5G Auktion

5G-Frequenzvergabe: Kritik an der Auktion wächst

Die Diskussion ist nicht neu: Hohe Auktionserlöse fehlen den Netzbetreibern am Ende für den bitter notwendigen Netzausbau. Die Kritik reicht von der wirtschaftsliberalen FDP bis zu den Gewerkschaften.
Von mit Material von dpa

Canisiusstrasse 21 in Mainz. Die Kritik an den hohen Lizenzkosten wächst Canisiusstrasse 21 in Mainz. Die Kritik an den hohen Lizenzkosten wächst
Foto: Henning Gajek / Teltarif.de
Das Oster­fest ist gerade vorüber und die Auktion der (unter anderem) für 5G geeig­neten Mobil­funk-Frequenzen will kein Ende nehmen: Seit Mitte März liefern sich drei etablierte und ein "neuer" Tele­kom­mu­ni­ka­ti­ons­an­bieter eine Bieter­schlacht in abge­schirmten Räumen der Bundes­netz­agentur in Mainz. Eins ist jetzt schon klar: In die Staats­kassen werden wieder Milli­arden fließen. Ist das ein Grund zur Freude?

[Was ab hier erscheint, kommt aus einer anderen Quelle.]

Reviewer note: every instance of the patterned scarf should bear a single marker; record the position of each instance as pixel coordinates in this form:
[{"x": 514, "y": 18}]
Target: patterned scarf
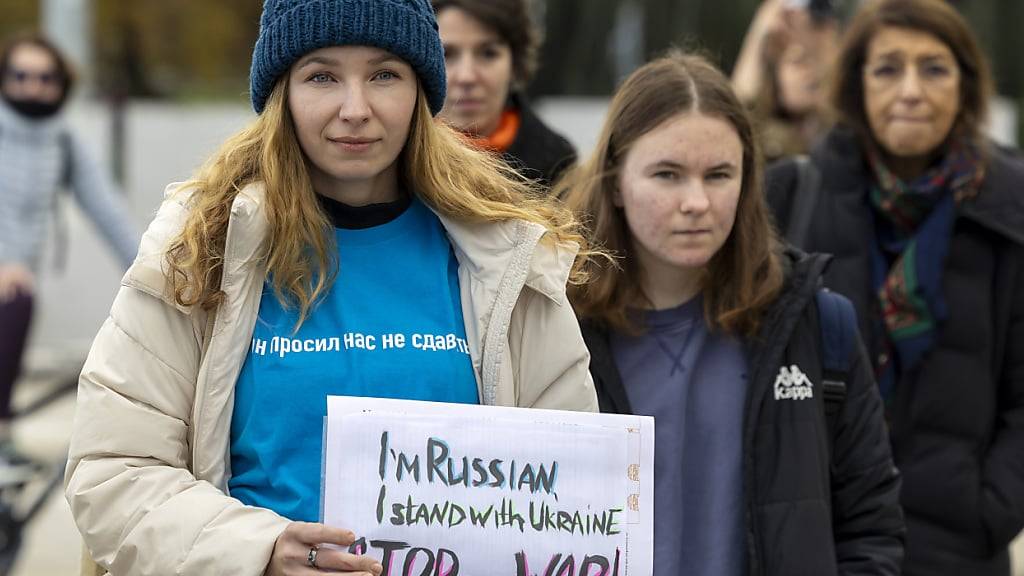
[{"x": 913, "y": 224}]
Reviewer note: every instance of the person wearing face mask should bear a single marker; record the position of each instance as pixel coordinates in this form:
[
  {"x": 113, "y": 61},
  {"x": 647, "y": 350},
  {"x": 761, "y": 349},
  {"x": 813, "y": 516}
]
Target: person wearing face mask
[
  {"x": 925, "y": 216},
  {"x": 39, "y": 156},
  {"x": 780, "y": 73},
  {"x": 489, "y": 56}
]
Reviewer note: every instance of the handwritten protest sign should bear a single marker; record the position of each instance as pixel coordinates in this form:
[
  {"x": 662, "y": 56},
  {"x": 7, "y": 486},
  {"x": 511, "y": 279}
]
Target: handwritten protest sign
[{"x": 441, "y": 489}]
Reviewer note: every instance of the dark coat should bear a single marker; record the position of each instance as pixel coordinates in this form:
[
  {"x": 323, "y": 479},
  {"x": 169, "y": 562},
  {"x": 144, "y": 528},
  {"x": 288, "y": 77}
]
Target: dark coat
[
  {"x": 804, "y": 517},
  {"x": 538, "y": 152},
  {"x": 957, "y": 420}
]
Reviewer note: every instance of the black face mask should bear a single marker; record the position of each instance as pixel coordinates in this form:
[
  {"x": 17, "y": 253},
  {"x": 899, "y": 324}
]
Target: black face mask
[{"x": 33, "y": 109}]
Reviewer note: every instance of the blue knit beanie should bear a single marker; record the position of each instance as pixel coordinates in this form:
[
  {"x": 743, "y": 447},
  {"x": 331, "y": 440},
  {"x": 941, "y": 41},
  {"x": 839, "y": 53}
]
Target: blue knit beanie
[{"x": 291, "y": 29}]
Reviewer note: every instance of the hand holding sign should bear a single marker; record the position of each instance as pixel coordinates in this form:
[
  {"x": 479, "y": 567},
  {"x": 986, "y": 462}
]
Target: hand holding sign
[{"x": 291, "y": 552}]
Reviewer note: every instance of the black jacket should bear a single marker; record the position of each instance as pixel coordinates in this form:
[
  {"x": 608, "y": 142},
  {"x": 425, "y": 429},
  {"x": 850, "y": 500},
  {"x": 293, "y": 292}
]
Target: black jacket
[
  {"x": 804, "y": 517},
  {"x": 538, "y": 152},
  {"x": 957, "y": 420}
]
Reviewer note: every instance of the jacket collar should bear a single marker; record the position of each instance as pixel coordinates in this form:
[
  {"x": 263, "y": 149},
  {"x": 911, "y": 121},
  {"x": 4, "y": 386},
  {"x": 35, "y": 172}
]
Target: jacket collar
[{"x": 485, "y": 249}]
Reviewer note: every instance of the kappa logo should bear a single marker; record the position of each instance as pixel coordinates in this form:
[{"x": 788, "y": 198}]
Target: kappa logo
[{"x": 792, "y": 383}]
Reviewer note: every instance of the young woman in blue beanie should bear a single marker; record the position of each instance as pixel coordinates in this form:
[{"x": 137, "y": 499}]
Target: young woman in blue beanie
[{"x": 342, "y": 244}]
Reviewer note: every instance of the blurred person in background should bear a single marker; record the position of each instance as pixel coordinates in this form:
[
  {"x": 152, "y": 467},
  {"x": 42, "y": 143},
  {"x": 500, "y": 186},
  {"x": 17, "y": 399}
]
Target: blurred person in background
[
  {"x": 489, "y": 56},
  {"x": 707, "y": 325},
  {"x": 925, "y": 216},
  {"x": 781, "y": 71},
  {"x": 344, "y": 208},
  {"x": 39, "y": 156}
]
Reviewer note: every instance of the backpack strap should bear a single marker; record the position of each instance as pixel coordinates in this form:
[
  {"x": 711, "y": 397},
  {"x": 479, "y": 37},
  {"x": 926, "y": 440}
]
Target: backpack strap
[
  {"x": 838, "y": 322},
  {"x": 804, "y": 201}
]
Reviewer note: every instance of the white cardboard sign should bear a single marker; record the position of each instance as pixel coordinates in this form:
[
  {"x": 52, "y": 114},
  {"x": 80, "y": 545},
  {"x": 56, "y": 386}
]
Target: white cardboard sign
[{"x": 443, "y": 489}]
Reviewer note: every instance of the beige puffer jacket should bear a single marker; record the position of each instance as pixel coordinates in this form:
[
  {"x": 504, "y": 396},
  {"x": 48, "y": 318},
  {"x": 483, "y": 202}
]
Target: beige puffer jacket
[{"x": 148, "y": 463}]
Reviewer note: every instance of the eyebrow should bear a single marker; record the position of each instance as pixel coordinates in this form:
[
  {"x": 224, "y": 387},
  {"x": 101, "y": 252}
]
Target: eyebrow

Die für dieses Mal relativ uner­wartet hohen Staats­ein­nahmen aus der Verstei­ge­rung von für 5G gedachte Mobil­funk­fre­quenzen stoßen schon länger auf scharfe Kritik, die mit stei­genden Bieter­runden zunimmt.

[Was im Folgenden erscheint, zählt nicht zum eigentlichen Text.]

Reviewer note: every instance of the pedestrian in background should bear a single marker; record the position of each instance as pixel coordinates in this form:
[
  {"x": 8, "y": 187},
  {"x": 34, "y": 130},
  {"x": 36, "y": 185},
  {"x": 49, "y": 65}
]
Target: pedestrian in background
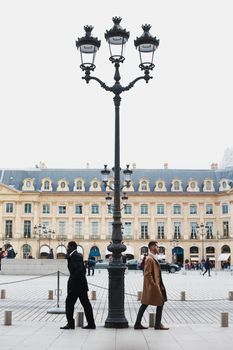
[{"x": 207, "y": 267}]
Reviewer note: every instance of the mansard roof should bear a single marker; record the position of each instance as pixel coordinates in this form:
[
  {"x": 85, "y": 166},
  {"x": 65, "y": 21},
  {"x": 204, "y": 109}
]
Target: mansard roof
[{"x": 14, "y": 177}]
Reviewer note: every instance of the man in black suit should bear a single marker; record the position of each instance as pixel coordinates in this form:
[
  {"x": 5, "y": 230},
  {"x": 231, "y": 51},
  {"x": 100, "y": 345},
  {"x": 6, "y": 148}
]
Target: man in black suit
[{"x": 77, "y": 288}]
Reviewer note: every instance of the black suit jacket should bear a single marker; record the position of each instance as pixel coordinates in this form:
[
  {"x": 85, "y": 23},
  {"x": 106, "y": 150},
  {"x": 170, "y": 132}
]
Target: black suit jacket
[{"x": 77, "y": 281}]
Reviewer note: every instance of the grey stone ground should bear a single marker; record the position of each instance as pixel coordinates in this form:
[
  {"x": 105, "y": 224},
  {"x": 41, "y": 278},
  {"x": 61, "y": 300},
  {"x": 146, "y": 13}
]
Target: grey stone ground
[{"x": 194, "y": 323}]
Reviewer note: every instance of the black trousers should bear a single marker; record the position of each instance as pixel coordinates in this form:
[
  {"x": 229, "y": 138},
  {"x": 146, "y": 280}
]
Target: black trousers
[
  {"x": 158, "y": 316},
  {"x": 71, "y": 299}
]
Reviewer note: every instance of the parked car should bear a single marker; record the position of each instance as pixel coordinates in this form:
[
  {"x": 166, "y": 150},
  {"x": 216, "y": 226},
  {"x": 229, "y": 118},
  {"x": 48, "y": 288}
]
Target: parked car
[
  {"x": 134, "y": 264},
  {"x": 101, "y": 264},
  {"x": 169, "y": 267}
]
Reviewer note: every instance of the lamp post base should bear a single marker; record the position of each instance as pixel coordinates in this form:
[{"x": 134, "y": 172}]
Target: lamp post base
[{"x": 116, "y": 317}]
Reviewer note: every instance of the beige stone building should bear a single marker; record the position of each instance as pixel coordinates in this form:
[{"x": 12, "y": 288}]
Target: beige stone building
[{"x": 190, "y": 212}]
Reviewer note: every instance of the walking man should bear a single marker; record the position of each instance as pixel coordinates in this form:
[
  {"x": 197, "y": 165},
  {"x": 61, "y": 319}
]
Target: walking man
[
  {"x": 207, "y": 267},
  {"x": 77, "y": 288},
  {"x": 154, "y": 292}
]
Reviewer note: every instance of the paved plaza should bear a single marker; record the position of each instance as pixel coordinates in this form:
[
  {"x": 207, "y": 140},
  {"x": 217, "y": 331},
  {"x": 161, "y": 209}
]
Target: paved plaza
[{"x": 194, "y": 323}]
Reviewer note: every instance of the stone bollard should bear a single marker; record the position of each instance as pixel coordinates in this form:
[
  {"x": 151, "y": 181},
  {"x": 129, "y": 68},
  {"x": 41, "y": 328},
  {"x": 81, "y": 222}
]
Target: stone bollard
[
  {"x": 79, "y": 322},
  {"x": 224, "y": 319},
  {"x": 151, "y": 319},
  {"x": 93, "y": 295},
  {"x": 3, "y": 294},
  {"x": 182, "y": 296},
  {"x": 8, "y": 318},
  {"x": 50, "y": 295},
  {"x": 139, "y": 295}
]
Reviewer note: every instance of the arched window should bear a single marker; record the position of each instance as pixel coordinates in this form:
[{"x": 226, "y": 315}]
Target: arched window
[{"x": 194, "y": 250}]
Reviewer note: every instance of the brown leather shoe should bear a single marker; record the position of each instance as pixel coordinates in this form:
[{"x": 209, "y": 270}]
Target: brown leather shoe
[
  {"x": 139, "y": 326},
  {"x": 161, "y": 327}
]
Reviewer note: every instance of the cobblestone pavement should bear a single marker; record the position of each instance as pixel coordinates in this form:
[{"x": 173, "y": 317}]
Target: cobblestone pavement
[{"x": 206, "y": 297}]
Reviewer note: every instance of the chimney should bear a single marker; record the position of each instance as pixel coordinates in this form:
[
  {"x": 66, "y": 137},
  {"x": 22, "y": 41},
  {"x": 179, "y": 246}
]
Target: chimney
[{"x": 214, "y": 166}]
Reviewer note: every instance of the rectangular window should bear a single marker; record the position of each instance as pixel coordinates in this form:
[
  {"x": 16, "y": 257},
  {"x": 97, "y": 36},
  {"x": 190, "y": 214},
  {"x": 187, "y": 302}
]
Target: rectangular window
[
  {"x": 144, "y": 209},
  {"x": 127, "y": 229},
  {"x": 62, "y": 209},
  {"x": 209, "y": 209},
  {"x": 144, "y": 230},
  {"x": 209, "y": 230},
  {"x": 193, "y": 209},
  {"x": 177, "y": 230},
  {"x": 78, "y": 228},
  {"x": 27, "y": 229},
  {"x": 193, "y": 230},
  {"x": 94, "y": 228},
  {"x": 176, "y": 209},
  {"x": 128, "y": 209},
  {"x": 225, "y": 229},
  {"x": 27, "y": 208},
  {"x": 78, "y": 209},
  {"x": 95, "y": 209},
  {"x": 9, "y": 229},
  {"x": 109, "y": 229},
  {"x": 225, "y": 209},
  {"x": 9, "y": 207},
  {"x": 46, "y": 208},
  {"x": 160, "y": 230},
  {"x": 62, "y": 228},
  {"x": 160, "y": 209}
]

In seltener Einig­keit monierten Vertreter der FDP, der Grünen und der Dienst­leis­tungs-Gewerk­schaft Ver.di, dass den Mobil­funk­firmen dadurch weniger Geld zur Verfü­gung stehe. Das könnte beim anste­henden Netz­ausbau ein Brems­klotz werden. "5G ist komplettes Neuland, der Ausbau wird aufwendig und teuer - umso unver­ständ­li­cher ist es, dass die Unter­nehmen dann noch viel zahlen müssen für die Frequenz­blöcke", sagte Ver.di-Fach­mann Chris­toph Heil. "Jeder Euro ist wichtig, der in der Branche bleibt." Ähnliche Kritik war hier auf teltarif.de schon öfters zu lesen.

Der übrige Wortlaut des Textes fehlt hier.